AT THE EUROPEAN CANCER CONGRESS 2013
Major findings: The hazard ratios for overall survival were 0.78 (P = .007) in "high-risk" newly diagnosed patients and 0.85 (P = .174) in platinum-resistant patients.
Data source: Two multicenter, randomized, phase III, controlled trials of bevacizumab added to chemotherapy for the first-line (ICON7; n = 1,528) or platinum-resistant (AURELIA; n = 361) treatment of advanced ovarian cancer.
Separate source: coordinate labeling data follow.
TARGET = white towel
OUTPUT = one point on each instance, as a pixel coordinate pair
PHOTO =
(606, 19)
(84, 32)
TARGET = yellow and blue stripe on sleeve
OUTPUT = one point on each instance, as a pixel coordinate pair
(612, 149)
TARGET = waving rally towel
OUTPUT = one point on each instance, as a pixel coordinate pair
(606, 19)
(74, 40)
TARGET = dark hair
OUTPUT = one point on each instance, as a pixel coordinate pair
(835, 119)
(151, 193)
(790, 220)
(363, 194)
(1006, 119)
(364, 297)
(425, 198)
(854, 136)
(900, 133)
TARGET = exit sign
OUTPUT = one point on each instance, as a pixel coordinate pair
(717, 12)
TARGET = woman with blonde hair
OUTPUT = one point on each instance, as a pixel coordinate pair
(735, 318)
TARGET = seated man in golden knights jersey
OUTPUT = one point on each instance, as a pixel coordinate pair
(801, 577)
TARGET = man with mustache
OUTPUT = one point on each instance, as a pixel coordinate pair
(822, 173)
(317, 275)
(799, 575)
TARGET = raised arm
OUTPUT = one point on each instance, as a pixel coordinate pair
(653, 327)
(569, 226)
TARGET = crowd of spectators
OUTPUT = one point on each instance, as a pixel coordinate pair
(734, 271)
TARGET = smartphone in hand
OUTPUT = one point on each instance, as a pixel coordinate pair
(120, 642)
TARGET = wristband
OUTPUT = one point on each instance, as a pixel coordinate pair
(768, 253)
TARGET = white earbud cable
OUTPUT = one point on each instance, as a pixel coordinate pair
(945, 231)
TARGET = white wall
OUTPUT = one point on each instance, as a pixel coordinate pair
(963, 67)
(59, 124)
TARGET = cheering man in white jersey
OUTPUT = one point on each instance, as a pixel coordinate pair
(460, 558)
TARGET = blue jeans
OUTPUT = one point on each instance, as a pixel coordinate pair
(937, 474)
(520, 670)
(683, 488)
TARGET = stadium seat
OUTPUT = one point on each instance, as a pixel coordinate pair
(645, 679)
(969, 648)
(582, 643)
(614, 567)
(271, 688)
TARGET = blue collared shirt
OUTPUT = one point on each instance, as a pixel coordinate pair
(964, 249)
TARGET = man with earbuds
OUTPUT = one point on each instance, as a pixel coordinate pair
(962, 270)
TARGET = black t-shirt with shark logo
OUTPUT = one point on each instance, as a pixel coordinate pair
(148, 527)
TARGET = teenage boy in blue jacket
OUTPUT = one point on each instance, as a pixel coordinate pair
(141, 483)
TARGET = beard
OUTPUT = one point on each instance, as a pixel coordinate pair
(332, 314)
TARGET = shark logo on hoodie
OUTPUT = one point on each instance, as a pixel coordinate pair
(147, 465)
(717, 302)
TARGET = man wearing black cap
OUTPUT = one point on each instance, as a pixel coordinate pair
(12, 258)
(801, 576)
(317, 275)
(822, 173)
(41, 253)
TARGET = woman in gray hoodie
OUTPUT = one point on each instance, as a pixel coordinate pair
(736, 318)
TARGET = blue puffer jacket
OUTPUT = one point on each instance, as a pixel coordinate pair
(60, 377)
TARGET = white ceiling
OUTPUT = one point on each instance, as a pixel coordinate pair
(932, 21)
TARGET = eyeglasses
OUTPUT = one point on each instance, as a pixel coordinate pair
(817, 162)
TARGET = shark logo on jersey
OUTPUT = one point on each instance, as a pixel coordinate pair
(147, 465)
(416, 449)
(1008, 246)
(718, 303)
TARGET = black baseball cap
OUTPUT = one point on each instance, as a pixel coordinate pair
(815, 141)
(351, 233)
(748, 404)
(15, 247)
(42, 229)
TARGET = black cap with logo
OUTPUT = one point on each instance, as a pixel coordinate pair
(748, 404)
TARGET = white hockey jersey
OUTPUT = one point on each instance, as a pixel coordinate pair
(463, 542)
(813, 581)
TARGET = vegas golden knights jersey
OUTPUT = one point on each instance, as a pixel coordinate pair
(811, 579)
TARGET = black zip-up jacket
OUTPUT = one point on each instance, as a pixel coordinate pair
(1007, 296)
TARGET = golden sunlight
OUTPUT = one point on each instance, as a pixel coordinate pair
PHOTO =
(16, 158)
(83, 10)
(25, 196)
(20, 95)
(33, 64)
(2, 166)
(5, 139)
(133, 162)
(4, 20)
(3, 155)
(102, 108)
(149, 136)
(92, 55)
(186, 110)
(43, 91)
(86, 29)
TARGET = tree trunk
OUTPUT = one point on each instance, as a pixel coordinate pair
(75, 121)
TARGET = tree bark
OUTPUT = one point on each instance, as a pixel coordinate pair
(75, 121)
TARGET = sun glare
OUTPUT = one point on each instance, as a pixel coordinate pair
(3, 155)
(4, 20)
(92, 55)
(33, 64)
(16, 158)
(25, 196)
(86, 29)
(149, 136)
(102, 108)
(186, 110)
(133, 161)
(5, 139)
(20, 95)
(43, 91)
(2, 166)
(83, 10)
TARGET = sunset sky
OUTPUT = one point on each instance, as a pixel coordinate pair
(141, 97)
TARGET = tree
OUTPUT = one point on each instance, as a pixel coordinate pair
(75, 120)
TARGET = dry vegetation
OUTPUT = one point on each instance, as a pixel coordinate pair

Disclosures: Roche sponsored the AURELIA study. Dr. Witteveen had no conflicts of interest; some of her coinvestigators disclosed ties with Roche, GSK, and Novartis. ICON7 was funded by Roche and the National Institute for Health Research through the National Cancer Research Network in the United Kingdom. Dr. Oza disclosed ties with Roche. Dr. Kristeleit disclosed ties with Roche, Clovis, Janssen, Lytix, and Novartis.